The rhythmic thud of dough hitting the counter sets the pace here. At 1915 Lanzhou, the kitchen isn’t just open – it’s the engine of the room, where chefs stretch and twist mounds of dough into uniform strands seconds before dropping them into boiling water. The process is loud, physical, and constant, visible from the counter seats that line the prep area.
The name references the year Ma Baozi standardized the recipe for beef noodle soup in Gansu province, a dish with deep roots along the Silk Road. The kitchen adheres to the traditional five-element balance: clear broth, white radish, red chili oil, green herbs, and yellow noodles. The beef stock simmers for eight hours, resulting in a clear, savory base without the heavy reliance on MSG found elsewhere. You choose the noodle width yourself, asking for anything from hair-thin strands to wide, belt-like ribbons depending on the chew you want.

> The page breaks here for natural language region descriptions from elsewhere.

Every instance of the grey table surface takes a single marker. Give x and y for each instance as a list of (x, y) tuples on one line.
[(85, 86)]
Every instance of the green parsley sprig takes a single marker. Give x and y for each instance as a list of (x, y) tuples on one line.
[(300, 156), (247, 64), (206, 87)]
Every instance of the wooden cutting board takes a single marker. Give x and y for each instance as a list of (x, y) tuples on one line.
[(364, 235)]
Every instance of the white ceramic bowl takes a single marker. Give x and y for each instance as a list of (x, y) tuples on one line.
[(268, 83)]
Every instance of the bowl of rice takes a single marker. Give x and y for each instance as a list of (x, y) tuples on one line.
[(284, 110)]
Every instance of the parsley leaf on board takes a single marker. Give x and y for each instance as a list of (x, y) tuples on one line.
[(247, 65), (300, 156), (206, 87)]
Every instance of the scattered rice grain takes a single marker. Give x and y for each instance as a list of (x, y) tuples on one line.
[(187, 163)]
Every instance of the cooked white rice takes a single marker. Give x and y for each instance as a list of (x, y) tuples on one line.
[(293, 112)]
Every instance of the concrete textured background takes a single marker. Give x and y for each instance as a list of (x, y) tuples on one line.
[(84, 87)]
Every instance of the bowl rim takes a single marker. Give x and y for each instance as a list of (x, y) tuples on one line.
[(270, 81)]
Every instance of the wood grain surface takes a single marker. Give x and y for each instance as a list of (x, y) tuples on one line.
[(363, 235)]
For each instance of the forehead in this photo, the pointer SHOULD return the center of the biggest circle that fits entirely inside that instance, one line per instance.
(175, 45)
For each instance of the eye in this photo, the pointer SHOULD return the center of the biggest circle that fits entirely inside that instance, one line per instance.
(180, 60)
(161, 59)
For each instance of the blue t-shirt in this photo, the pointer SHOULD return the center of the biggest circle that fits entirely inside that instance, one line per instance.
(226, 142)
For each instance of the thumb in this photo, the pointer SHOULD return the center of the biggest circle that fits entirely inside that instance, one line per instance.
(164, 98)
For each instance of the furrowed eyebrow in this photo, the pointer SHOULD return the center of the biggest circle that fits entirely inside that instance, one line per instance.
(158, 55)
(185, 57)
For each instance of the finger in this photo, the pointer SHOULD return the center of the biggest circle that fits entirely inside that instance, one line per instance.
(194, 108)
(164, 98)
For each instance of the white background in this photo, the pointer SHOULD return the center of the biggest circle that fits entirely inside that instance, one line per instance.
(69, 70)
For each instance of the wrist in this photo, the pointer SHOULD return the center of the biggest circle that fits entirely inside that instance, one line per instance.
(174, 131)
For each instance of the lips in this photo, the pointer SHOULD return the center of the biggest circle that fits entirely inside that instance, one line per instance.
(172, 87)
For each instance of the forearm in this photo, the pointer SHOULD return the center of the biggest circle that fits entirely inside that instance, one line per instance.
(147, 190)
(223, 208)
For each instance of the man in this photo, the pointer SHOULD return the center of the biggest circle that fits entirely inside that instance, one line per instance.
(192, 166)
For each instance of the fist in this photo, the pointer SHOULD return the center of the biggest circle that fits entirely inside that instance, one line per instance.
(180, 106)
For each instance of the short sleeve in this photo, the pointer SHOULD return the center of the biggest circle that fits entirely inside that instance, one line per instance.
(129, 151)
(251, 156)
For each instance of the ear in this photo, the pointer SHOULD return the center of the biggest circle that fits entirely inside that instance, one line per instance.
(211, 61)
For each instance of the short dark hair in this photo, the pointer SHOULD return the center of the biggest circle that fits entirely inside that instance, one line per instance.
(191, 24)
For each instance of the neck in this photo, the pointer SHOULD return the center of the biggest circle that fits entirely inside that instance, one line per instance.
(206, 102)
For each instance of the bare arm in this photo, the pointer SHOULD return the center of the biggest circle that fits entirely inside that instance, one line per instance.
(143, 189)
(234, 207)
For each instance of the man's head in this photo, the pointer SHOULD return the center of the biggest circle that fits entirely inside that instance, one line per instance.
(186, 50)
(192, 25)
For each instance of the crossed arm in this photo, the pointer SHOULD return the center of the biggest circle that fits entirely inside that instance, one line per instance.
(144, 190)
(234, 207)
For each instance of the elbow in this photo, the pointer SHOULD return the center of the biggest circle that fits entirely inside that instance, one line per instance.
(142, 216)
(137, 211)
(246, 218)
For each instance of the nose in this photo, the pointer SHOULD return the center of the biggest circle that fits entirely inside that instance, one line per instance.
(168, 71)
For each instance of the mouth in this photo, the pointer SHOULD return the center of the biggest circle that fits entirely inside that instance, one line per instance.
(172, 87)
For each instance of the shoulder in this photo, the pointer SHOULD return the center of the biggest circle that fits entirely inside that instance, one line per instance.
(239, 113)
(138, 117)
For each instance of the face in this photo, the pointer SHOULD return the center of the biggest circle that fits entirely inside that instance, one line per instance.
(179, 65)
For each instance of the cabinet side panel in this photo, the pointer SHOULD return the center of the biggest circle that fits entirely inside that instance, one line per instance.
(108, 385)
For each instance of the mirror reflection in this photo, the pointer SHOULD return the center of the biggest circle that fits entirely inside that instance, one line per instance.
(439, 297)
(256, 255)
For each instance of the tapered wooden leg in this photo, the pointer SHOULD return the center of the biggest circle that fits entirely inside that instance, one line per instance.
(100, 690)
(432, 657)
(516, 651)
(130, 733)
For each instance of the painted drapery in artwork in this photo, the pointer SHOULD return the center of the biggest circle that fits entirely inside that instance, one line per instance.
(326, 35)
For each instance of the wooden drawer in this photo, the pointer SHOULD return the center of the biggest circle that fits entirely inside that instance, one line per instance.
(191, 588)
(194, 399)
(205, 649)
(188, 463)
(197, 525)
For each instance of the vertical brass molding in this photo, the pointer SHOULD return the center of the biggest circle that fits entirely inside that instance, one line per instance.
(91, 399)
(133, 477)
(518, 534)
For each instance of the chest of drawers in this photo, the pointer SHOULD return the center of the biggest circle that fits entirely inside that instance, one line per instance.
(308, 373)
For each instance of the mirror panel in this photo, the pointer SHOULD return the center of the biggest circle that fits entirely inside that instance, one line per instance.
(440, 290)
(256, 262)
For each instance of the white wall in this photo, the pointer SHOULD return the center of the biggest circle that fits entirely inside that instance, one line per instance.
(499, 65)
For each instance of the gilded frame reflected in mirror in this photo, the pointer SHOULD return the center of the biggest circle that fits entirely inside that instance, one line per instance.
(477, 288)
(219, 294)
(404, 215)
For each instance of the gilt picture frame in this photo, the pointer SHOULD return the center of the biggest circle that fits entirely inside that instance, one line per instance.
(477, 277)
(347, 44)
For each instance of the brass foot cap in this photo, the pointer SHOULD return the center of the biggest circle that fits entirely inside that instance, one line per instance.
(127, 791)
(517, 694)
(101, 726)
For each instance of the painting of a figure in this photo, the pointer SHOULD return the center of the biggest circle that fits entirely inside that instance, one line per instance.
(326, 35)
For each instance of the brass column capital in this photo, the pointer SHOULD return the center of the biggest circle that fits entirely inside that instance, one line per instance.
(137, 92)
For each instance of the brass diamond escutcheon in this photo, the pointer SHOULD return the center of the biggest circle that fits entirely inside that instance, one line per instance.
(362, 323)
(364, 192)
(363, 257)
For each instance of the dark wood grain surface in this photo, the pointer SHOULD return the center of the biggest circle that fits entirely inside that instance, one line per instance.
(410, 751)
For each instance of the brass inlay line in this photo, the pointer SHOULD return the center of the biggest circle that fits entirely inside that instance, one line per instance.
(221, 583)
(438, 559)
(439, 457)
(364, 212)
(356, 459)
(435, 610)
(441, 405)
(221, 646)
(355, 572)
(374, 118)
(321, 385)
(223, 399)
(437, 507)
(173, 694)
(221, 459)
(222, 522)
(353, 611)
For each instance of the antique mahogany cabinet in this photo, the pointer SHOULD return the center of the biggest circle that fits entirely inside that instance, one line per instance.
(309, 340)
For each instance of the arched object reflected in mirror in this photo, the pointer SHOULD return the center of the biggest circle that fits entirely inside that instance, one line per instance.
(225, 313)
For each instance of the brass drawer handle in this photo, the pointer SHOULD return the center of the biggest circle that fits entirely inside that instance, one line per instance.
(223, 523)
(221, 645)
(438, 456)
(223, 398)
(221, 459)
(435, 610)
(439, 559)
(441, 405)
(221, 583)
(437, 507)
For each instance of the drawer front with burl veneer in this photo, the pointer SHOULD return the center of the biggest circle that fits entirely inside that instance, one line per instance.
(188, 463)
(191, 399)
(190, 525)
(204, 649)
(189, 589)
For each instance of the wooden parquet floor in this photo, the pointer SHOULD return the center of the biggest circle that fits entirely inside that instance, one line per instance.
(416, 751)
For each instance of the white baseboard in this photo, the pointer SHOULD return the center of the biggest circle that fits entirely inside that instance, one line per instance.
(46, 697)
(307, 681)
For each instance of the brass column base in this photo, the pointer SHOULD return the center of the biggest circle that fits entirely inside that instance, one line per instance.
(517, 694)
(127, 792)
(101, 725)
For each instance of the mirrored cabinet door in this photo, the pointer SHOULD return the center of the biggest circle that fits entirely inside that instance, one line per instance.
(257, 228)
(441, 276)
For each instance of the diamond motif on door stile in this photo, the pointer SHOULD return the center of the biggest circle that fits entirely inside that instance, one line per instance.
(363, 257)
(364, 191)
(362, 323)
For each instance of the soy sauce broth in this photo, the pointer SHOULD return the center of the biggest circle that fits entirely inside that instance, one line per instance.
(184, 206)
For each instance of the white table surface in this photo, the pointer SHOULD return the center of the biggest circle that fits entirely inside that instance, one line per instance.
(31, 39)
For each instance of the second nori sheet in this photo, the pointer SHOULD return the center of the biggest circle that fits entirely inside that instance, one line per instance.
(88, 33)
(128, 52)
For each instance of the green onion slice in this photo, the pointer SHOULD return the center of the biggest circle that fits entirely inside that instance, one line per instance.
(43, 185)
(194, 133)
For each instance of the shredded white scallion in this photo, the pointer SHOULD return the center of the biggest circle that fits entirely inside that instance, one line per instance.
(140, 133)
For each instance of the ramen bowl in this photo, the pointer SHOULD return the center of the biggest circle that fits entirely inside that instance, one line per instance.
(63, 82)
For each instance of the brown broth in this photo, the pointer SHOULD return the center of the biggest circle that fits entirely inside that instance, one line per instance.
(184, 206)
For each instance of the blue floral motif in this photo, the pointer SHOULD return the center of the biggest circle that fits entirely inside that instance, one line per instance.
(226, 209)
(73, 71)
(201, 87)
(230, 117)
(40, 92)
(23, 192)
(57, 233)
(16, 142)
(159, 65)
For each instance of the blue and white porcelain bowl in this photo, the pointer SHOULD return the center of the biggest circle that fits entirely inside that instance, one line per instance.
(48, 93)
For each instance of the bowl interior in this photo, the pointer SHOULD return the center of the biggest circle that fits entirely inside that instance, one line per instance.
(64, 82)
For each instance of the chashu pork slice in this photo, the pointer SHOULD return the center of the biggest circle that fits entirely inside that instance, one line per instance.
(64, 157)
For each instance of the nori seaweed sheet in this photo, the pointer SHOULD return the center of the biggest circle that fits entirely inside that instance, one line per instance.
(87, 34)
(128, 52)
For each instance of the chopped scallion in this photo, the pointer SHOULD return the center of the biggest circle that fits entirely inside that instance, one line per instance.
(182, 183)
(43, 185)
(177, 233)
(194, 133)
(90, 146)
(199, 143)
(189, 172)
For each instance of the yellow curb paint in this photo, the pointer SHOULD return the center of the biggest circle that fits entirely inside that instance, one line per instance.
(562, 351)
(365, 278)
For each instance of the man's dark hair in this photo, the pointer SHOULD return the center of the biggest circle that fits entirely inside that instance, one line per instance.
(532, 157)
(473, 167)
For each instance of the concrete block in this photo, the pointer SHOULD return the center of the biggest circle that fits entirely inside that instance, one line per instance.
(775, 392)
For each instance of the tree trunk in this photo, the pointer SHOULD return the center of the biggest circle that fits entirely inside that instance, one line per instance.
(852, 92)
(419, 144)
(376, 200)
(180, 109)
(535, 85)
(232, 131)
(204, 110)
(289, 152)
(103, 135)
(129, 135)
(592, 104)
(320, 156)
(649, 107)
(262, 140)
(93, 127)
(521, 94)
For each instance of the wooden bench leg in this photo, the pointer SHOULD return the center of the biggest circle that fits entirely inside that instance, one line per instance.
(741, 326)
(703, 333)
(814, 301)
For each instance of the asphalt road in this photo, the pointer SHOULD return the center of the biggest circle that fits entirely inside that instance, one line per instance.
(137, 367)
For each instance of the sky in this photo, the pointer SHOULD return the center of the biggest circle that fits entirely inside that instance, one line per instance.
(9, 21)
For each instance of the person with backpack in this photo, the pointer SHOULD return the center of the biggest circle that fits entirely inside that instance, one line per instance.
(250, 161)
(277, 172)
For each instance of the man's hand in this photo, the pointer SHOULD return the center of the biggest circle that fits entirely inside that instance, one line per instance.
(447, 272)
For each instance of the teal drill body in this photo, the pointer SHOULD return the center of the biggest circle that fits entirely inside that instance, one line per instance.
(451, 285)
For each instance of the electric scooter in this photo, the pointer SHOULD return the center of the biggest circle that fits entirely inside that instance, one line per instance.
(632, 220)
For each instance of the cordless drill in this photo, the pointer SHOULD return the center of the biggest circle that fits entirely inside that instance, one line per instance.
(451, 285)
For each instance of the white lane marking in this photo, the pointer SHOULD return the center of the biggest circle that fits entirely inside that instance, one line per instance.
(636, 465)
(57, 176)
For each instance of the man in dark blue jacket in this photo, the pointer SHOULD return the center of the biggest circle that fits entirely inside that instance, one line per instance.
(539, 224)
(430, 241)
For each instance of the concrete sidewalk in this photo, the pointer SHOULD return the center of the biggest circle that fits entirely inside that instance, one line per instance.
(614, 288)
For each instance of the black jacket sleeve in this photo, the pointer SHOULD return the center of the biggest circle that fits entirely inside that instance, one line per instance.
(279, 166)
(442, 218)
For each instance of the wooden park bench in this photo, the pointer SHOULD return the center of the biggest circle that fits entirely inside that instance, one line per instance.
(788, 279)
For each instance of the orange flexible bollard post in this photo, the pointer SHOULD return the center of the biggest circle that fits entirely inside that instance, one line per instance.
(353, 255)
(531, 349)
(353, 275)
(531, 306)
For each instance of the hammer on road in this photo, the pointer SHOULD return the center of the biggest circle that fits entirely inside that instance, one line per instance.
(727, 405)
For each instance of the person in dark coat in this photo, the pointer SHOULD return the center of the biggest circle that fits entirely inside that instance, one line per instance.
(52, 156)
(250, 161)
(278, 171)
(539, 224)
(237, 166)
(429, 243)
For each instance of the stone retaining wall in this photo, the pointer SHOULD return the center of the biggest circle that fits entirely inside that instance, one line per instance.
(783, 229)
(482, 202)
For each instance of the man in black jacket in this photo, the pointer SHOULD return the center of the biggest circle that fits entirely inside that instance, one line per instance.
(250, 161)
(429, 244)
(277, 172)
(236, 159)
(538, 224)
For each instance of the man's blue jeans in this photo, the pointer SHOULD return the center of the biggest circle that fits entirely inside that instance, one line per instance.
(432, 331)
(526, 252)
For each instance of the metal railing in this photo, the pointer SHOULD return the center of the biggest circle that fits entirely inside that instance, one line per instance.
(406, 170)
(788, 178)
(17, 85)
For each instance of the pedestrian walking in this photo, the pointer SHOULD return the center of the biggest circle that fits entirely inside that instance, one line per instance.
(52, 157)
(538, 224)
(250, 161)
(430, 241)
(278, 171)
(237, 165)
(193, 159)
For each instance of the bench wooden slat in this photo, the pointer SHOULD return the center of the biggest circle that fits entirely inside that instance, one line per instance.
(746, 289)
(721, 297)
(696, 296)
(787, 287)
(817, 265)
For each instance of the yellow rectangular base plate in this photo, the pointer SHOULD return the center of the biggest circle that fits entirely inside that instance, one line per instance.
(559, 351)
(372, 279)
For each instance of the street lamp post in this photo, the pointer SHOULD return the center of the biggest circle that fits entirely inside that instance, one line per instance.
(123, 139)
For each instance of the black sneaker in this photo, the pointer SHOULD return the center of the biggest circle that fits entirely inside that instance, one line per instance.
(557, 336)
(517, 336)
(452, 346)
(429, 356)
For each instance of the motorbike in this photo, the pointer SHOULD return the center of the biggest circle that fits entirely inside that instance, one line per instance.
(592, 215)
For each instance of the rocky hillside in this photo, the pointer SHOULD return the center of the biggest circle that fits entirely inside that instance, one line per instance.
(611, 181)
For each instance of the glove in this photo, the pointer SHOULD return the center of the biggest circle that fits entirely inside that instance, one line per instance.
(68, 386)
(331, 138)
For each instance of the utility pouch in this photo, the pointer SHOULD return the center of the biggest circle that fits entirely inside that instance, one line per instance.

It’s a tight operation, both in terms of space and efficiency. The dining rooms are compact, often requiring you to squeeze into shared tables or wait in lines that form during the lunch rush. Service is brisk, designed to get steaming bowls out quickly. While the soup is the primary draw, the menu supports it with dishes like dry noodles, spicy wontons in chili oil, and pan-fried pork buns. Conversation usually takes a backseat to the sound of slurping and the kitchen’s steady clamor.